Ghemon, propongo un sindacato e concerti on demand
di Ansa

(ANSA) - ROMA, 23 APR - "Ho scelto di esserci, in questo momento difficile. Da una parte perché penso che la musica non debba fermarsi e perché a questo progetto ho lavorato con dedizione per un anno, dall'altra perché lo devo ai fan, la mia famiglia allargata, che aspettavano e chiedevano questo disco". Ghemon spiega così la sua decisione controcorrente rispetto alla maggioranza dei suoi colleghi di uscire con un nuovo lavoro discografico, dal titolo Scritto nelle stelle, che racchiude nelle 11 tracce una maggior consapevolezza di sé (dal 24 aprile, coproduzione Carosello Records e Artist First).

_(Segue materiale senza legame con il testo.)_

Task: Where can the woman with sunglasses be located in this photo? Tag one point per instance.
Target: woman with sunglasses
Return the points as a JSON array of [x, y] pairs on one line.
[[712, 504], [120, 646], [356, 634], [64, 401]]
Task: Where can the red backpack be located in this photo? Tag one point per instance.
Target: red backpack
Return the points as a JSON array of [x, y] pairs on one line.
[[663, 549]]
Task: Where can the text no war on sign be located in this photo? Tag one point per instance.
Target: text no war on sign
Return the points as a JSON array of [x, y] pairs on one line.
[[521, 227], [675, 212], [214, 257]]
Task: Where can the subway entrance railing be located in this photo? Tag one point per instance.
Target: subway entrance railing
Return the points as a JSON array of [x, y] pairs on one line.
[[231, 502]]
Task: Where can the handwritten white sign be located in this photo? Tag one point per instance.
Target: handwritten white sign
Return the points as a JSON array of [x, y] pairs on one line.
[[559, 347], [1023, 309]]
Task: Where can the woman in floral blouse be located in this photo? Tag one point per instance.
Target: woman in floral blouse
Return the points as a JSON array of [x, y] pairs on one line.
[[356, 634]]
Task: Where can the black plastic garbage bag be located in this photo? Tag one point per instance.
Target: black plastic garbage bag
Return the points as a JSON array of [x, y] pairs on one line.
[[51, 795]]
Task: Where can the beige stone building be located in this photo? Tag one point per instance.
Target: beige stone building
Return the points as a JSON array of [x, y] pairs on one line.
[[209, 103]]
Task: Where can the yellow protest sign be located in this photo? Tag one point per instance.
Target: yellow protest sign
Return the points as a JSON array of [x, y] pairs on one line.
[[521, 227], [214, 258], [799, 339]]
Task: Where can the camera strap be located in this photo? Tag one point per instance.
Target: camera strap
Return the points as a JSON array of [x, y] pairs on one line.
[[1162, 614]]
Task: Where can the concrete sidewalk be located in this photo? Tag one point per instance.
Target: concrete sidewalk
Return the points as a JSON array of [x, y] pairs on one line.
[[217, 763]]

E offrendo, in attesa di incontri di persona, anche il primo instore digitale. Non è un sognatore Ghemon. Guarda con realismo alla situazione che lo circonda e - con un tour al momento sospeso - non si fa illusioni. "E' chiaro che non si tornerà a fare concerti tanto presto, immagino che difficilmente ce ne saranno prima della primavera prossima. E bisognerà trovare un modo per sfruttare nel migliore dei modi la tecnologia, che non era pronta a tutto questo. Non un live da casa, che spesso gli artisti propongono più per se stessi, per sentirsi al centro dell'attenzione, che non per i fan. Penso a una piattaforma per concerti on demand, magari con un'offerta all'ingresso". Una proposta coraggiosa, in un mondo che spesso considera la musica (e la cultura) non necessaria e superflua. "E' una categoria fatta di partite Iva, di piccole e medie imprese: gli artisti sono i primi a dover spiegare che non è tutta apparenza, che dietro c'è fatica, lavoro, obblighi, scadenze, famiglie". Immagina anche che, la situazione di crisi che si è creata con l'emergenza coronavirus, possa finalmente spingere gli artisti, per la prima volta, a unirsi in una stessa lotta. "E' ora di sedersi al tavolo tutti insieme". Una rappresentanza sindacale dei musicisti? "Sì, qualcosa del genere, un'associazione, un consorzio. Ma per essere credibili dobbiamo essere in tanti". (ANSA).